Marie-Elisabeth Jouanny n'est pas la seule à mal supporter de rester éloignée de sa famille. Vous avez été nombreux à commenter notre appel à témoin sur notre page facebook. "C'est très dur. Je ne peux pas me rendre chez mes enfants et mes petits-enfants pour 34 km de trop", regrette par exemple Martine, qui ajoute : "Vivement qu'on puisse se voir. Mais après il faut rester très prudent car le covid-19 est toujours présent".

Nadine Goeminne : "j'aimerais bien pouvoir passer l'été chez vous"

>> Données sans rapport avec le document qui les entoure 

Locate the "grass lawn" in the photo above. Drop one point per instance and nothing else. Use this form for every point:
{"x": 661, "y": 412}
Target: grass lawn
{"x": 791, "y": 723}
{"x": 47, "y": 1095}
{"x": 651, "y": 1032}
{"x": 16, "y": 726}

Nadine Goeminne vit une situation différente. Cette habitante de Villeneuve d'Ascq (Nord) n'a pas de famille en Creuse, mais depuis 20 ans, elle a acheté une maison à Issoudun-Létriex. Elle a l'habitude d'y passer tout l'été et une partie du printemps. Depuis son appartement dans le nord, elle pense avec envie à sa Creuse adorée. 

Je tourne en rond dans mon appartement

Quand il fait chaud je ne me sens pas bien du tout, je me sens oppressée. En Creuse ce serait très différent : j'aurais mon jardin, de grands arbres..."

Cette retraitée espère que le Gouvernement autorisera bientôt les déplacements sur tout le territoire : "j'aimerais bien pouvoir passer l'été chez vous", reconnait-elle. Elle ajoute même : "en Creuse nous sommes dans un petit hameau, nous ne sortons que pour faire nos course. Je ne pense pas qu'on pourrait être contaminant". 

Fabienne Boutand : " C'est important de revenir aux sources"

Fabienne Boutand attend elle aussi avec impatience de pouvoir revenir en Creuse. Originaire des alentours d'Aubusson, cette jeune femme est maintenant installée dans le Val d'Oise. Néanmoins elle a gardé sa maison de famille et il ne se passe pas un été sans qu'elle vienne s'y ressourcer : "En Creuse on a de l'espace. On a besoin de ce retour aux sources", assure-t-elle. 

Dès que le Gouvernement donnera son autorisation, elle prévoit de venir passer des vacances dans sa maison de famille. Elle s'attend d'ailleurs à devoir passer de longues heures pour entretenir le jardin, qui est en friche depuis le début du printemps. 

L'utilité de cette interdiction de circuler à plus de 100 km, la laisse assez dubitative : "Quand on va en Creuse, ce n'est pas pour s’agglutiner sur une plage. Ici on a l'espace suffisant pour respecter la distanciation sociale. Cette interdiction de circuler, je trouve ça dommage".